Adashek is responsible for the Nissan, Datsun and Infiniti brands. He has spent the first half-year in the job getting up to speed with the business and getting to know people. He says he is not one to issue decrees or make changes before having a clear understanding of the situation.

"I’m a firm believer that if you come in and say you’re going to make all these changes without taking the time to learn, you’re destined for failure," he says.

"It’s easy to dictate out to the field, but I’m not that one who has to live in that market. I have to count on our team of experts in the field. Something that resonates in the US may not resonate in Brazil."

Adashek reminds us of something more leaders would do well to consider: that effective communications for a brand stem from thinking in terms of a "two-way street" and having regular conversations with people at all levels internally.

It’s not a case of micromanaging, but being open and listening while giving people the freedom to do what they think is right.

Broadly speaking, the improvements Adashek wants to make revolve around implementing "a broader campaign-like mentality". Coming from the world of American politics, he says thinking in those terms has helped give clarity to his work.

That means even closer alignment of the communications and marketing functions, which already seem well-integrated at Nissan.

"They are two separate functions but are incredibly close and aligned on the work we do. It’s no coincidence that the CMO [Roel de Vries] and I are next-door neighbours," Adashek explains.

But the important thing is that we all understand that if we use a broader communications and marketing approach, we are going to go much further in our efforts."

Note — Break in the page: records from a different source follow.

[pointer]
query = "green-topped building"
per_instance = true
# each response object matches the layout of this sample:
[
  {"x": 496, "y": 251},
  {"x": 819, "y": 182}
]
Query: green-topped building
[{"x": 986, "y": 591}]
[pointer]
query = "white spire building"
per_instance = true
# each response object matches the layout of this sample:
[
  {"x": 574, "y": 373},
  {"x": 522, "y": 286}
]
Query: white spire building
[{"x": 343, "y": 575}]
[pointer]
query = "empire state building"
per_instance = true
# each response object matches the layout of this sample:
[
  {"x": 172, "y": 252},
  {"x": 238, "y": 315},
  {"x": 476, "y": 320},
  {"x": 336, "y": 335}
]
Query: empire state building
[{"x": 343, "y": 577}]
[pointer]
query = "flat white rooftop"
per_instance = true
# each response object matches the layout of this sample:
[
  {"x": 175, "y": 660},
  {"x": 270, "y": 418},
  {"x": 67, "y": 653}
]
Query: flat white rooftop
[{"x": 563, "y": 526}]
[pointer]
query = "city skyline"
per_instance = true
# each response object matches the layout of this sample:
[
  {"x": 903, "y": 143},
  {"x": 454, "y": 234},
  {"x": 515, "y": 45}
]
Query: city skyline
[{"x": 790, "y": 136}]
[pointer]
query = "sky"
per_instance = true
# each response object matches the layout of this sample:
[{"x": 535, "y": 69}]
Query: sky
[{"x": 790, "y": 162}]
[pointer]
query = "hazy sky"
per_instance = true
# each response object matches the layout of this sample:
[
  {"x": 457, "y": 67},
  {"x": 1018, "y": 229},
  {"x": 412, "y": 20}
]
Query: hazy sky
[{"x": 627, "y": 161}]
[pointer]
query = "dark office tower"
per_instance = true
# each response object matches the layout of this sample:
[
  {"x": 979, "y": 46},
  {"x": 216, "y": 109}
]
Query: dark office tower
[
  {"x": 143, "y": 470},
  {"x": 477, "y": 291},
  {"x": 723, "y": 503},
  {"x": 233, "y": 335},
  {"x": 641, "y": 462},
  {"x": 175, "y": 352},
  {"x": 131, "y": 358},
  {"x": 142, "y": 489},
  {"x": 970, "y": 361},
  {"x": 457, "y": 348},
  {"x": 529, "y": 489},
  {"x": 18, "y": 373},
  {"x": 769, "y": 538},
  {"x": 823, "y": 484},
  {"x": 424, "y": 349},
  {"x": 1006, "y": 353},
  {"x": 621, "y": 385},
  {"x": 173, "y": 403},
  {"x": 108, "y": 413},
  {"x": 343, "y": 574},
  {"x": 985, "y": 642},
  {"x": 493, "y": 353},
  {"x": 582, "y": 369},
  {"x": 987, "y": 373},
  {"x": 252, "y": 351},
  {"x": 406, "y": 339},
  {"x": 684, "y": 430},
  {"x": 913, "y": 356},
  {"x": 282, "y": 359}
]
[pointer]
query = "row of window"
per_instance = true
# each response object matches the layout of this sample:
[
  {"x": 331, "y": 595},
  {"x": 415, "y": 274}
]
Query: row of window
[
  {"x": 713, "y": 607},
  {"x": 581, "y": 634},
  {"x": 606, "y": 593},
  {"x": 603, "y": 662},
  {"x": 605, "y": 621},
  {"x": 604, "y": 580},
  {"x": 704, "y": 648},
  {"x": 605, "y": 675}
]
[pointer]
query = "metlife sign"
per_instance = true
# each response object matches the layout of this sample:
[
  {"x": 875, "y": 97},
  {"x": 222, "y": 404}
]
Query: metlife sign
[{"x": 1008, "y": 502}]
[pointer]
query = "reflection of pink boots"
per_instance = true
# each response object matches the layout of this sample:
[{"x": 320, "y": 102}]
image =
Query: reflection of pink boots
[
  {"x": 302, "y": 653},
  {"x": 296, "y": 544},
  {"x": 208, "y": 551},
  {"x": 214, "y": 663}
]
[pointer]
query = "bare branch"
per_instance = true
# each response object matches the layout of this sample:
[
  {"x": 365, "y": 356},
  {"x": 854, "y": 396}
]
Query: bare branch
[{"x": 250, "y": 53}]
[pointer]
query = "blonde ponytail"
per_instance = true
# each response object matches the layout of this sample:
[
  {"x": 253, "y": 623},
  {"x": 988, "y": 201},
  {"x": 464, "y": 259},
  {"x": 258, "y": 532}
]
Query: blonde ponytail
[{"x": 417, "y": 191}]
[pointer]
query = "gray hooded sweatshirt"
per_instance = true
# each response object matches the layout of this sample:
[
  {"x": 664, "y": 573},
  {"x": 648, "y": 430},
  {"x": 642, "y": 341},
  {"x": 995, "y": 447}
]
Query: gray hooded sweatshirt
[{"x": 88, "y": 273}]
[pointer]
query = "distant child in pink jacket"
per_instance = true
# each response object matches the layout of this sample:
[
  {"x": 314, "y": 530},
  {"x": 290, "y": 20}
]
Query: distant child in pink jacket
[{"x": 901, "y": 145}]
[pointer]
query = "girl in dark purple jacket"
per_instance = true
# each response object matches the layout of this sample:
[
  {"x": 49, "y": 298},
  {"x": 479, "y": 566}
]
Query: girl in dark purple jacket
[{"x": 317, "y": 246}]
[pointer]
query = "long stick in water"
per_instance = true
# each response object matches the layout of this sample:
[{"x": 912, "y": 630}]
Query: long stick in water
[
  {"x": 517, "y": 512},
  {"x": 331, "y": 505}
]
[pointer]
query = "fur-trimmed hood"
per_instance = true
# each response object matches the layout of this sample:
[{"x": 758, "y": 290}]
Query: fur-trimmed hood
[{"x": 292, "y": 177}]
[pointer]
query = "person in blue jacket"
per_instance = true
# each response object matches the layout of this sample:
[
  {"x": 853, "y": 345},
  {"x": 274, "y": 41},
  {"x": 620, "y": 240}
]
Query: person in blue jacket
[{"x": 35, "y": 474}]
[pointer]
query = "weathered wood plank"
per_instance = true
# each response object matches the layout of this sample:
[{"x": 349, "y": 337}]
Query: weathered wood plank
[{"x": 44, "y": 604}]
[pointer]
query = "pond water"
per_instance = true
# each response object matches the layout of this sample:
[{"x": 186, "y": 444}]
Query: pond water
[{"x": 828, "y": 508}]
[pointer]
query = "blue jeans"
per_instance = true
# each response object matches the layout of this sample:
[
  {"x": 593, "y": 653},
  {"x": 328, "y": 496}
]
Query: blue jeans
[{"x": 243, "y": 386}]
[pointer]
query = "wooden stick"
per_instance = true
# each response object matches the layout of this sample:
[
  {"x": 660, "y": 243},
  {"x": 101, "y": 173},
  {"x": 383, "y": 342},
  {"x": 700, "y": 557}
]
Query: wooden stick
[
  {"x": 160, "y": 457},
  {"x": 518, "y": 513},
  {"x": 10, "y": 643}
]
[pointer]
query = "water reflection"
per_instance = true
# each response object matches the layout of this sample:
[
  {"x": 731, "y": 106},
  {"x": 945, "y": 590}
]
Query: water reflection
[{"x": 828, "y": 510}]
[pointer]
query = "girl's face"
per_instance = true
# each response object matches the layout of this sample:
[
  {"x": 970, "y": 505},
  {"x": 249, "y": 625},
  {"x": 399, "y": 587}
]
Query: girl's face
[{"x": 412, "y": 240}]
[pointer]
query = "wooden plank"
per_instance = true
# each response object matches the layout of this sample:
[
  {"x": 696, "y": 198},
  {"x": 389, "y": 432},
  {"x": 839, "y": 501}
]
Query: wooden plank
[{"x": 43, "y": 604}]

It all starts with staff involvement and interest though. "We can’t have a successful campaign if we can’t engage our employees on it," he says. "If they can’t engage, how do we expect the outside world to understand what we’re doing?"

Proving worth

In terms of KPIs, Adashek says he is working to understand how communications can support business objectives more directly. When working on Walmart while at Edelman, he said he learnt a simple but important lesson: if something doesn’t help sell even one more product, it’s probably not worth doing.

"So I make sure we’re working to tell a story that’s working to sell more products," he says. Nissan’s Media Center will remain an important part of this.

He points to a statistic that "by 2019 90 percent of content on the internet is expected to be video-based. So that says to me right there the importance of the Media Center."

Despite Volkswagen’s ongoing headache as a result of its emissions-rigging, Adashek doesn’t lose sleep over the prospect of crises. "I fundamentally believe there are not a lot of crises," he says.

"There are a lot of issues, but few fully-fledged crises. I’m not going to talk about the competition. But if it’s something so significant that it affects your business, that’s a crisis in my view."

When dealing with any issue, an external viewpoint from a third party counsel is extremely important, he says. "But the key is responsiveness. I’m not a fan of ‘no comment’."

Consultancies Nissan works with include Ketchum, StrataComm, Teneo and Edelman. What he looks for most is proactivity, creative thinking and the ability to collaborate—all of which are tall orders, if we’re going to be honest.

"There will be times when agencies are going to have to work with other agencies, and everyone’s going to have to play nice in the same box together. We’re all here for the same reason: the benefit of Nissan’s shareholders, customers and employees.

"This is a key thing I’m going to be looking for. I’ve seen it be challenging but also very successful in some instances. If you’re explicit from the beginning, it can be successful."